Below is a hand drawn schematic of the switch and relays. Note that one relay closes the two wires bridged to the thermostatic switch, while the other relay sends 12 volts to the A/C magnetic coil assembly..

Normally I like to have the switch send ground (not 12 volts) to the relays. In this case I needed 12 volts at the switches to activate "Switch on" light indicators.

I mounted all the relays on the inner fender, photographed below.

Red arrow. Headlight relay

Blue arrow. New, Thermostatic switch "fan on" relay.

Green arrow. Horn relay.

Yellow arrow. New, Compressor magnetic clutch relay.

Light Blue arrow. Electric fan relay.

Violet arrow. New, Fog light relay. (prior project)

The second part of this project is to address the blower fans that seem to have a life of it's own. They would, on occasion continue to run even after the AC switch was turned to the "off" position.

Start by locating the brown/white wire that feeds the AC blower relay, mounted at the left side of the console, behind the kick panel. This is the same wire that feeds off the problematic 50 amp fuse.

Remove this wire from the AC blower relay. Lengthen this wire so that it can connect to one side of the 40-amp relay. (blue arrow). Connect the other relay connection to the post on the AC relay that the brown/white wire came off. (red arrow)

Crimp or solder the correct spade connections to the wires and attach to the relay. Note: The wire must be at least the same size and rating at the original brown/white wire. It must be rated for a minimum of 30 amps US.

I made a small bracket and mounted the relay below the fuse panel. This relay, normally off, will cut all power to the main A/C relay. It will be activated by a separate switch mounted on the dashboard.

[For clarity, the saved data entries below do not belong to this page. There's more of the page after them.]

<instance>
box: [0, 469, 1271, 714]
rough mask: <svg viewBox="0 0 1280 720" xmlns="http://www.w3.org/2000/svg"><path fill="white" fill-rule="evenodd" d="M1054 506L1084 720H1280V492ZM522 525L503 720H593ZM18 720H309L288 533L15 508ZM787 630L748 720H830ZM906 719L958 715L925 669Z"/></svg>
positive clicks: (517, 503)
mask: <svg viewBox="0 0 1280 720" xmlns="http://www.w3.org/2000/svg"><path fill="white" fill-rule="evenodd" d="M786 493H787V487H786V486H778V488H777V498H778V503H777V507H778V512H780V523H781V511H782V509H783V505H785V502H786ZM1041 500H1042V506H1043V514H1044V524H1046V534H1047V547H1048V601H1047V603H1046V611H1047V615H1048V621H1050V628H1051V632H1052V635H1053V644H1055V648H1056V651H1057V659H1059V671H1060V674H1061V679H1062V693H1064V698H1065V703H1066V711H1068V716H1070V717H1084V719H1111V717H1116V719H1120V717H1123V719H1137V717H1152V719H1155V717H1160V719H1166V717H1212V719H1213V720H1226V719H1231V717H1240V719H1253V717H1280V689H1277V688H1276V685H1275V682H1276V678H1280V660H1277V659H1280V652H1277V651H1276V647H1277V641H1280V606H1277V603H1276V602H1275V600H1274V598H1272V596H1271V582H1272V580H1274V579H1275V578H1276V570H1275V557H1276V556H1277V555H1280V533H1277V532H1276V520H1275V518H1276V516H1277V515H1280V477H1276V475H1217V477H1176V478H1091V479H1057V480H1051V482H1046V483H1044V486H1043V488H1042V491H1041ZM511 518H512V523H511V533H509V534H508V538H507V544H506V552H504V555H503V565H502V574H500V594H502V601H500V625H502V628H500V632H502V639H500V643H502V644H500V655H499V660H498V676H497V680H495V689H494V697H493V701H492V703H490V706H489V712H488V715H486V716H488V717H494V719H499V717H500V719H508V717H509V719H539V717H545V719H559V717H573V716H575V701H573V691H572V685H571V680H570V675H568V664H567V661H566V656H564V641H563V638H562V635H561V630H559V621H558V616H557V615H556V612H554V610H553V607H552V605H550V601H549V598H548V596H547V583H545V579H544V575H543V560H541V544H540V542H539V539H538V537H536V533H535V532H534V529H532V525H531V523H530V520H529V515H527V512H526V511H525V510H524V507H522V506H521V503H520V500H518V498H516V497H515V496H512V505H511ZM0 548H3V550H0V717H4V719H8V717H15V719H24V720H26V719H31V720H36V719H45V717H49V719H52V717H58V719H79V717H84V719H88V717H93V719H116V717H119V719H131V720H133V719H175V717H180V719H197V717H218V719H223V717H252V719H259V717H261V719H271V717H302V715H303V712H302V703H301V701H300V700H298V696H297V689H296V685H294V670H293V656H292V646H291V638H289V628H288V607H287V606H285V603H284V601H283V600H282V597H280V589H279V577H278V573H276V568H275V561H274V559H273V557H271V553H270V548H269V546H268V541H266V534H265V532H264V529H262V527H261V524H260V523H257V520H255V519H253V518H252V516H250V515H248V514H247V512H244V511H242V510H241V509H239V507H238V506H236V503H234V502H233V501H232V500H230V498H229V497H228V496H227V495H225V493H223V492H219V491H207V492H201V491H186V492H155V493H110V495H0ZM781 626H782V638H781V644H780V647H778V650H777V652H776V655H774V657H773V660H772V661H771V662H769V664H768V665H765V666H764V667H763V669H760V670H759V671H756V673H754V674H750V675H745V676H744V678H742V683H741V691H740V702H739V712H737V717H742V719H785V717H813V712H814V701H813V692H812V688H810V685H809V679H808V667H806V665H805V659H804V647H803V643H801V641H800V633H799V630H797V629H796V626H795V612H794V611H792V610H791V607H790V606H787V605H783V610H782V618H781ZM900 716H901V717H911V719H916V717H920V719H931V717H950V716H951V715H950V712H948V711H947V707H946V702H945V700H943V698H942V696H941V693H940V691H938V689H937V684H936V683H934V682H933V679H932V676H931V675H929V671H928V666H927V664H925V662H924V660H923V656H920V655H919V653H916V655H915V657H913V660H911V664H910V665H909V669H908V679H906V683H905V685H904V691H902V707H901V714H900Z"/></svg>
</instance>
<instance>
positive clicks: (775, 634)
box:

Photographed below are the two switches installed in the dashboard. The left switch operates the two relays that activates the auxiliary electric fan and the A/C compressor's magnetic coil. The switch on the right activates the 40-amp relay mounted below the fuse panel. This relay provides power to the A/C relay mounted under the left side kick panel.

Each switch has it's own indicator light that is activated whenever any of the switches are turned on. (red arrow)

This project is completed, however it's a temporary project. If the search for the defective diode fails, it will become a permanent project.